Although some nations, including India, Pakistan and Israel, have remained non-signatories, the non-proliferation treaty has acquired near-universal status. But the chasm remains.

The treaty’s nuclear weapon states have paid lip service to nuclear disarmament, ignoring criticism from anti-nuclear activists, including the Global Zero movement, which campaigns for a world free of nuclear weapons – an elusive Holy Grail.

The treaty provides for reviews every five years and its non-nuclear weapon state members have been increasingly dismayed by the N5’s reluctance to honour their commitment. What is significant about this review conference is the emergence of a group of nations which have piloted a new nuclear weapon ban treaty at the UN.

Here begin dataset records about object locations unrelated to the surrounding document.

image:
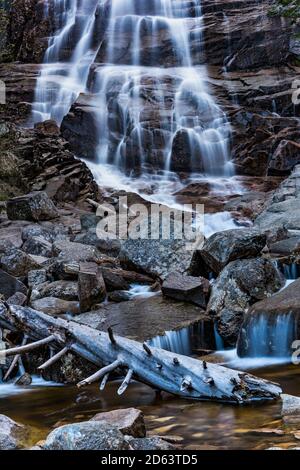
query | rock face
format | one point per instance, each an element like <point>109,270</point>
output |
<point>187,288</point>
<point>231,245</point>
<point>90,435</point>
<point>284,306</point>
<point>129,421</point>
<point>12,434</point>
<point>240,284</point>
<point>35,206</point>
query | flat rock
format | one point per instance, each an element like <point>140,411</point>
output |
<point>187,288</point>
<point>34,206</point>
<point>129,421</point>
<point>144,319</point>
<point>54,306</point>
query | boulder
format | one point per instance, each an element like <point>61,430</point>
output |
<point>65,290</point>
<point>187,288</point>
<point>35,206</point>
<point>155,257</point>
<point>279,315</point>
<point>230,245</point>
<point>17,299</point>
<point>150,443</point>
<point>88,435</point>
<point>38,246</point>
<point>75,252</point>
<point>12,435</point>
<point>36,277</point>
<point>240,284</point>
<point>9,285</point>
<point>129,421</point>
<point>91,286</point>
<point>17,263</point>
<point>54,306</point>
<point>290,410</point>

Called the Treaty on the Prohibition of Nuclear Weapons (TPNW), the legally binding international agreement brings into focus some of the most critical global security issues – the catastrophic consequences of nuclear weapons and the often ignored humanitarian dimension.

In a rare but significant castigation, UN Secretary-General Antonio Guterres at the TPNW meeting last month denounced nuclear weapons as a “global scourge” and a “deadly reminder of countries’ inability to solve problems through dialogue and collaboration”.

The TPNW has 66 states and 86 signatories and this group will lock horns with the nuclear weapon states which remain sceptical about disarmament. The divide within the N5 will further exacerbate matters at the NPT Review Conference.

The war in Ukraine has revealed the depth of animosity and hostility between the US and its allies against Russia, and this is further compounded by US-China tensions. The US and Russia have the largest nuclear arsenals, followed by China, whose arsenal is at a distant third – but ramping up.

Japanese Prime Minister Fumio Kishida is expected to address the NPT Review Conference and this will be deeply symbolic, given that he represented Hiroshima as a legislator. Japan has an anomalous position, wherein Tokyo remains wedded to nuclear disarmament but is constrained to accept the US nuclear umbrella for its security.

The global nuclear reality is that the nuclear weapon states refuse to reduce the salience of nuclear weapons in their security doctrines and, on the contrary, are increasing the size and lethality of their arsenals.

The post-Cold War lesson internalised by vulnerable nations is that the possession of nuclear weapons is an insurance against regime change, and that Iraq and Ukraine are illustrative examples. Hence Iran and North Korea pose a challenge to the binary of the nuclear non-proliferation treaty, and thus Kishida’s determination to serve as a bridge between nuclear-weapon states and non-nuclear-weapon states in striving for a world without nuclear weapons may remain unrealised.

Major-power dissonance is growing across the spectrum and the sagacity of leadership is inversely proportional to the scale of the challenge. Short-term domestic agendas are driving decision-making and, in this disturbing geopolitical flux, the need to quarantine the nuclear weapon to its core mission of deterrence is critical and urgent. One can only hope that the 10th NPT Review Conference does not crash and burn.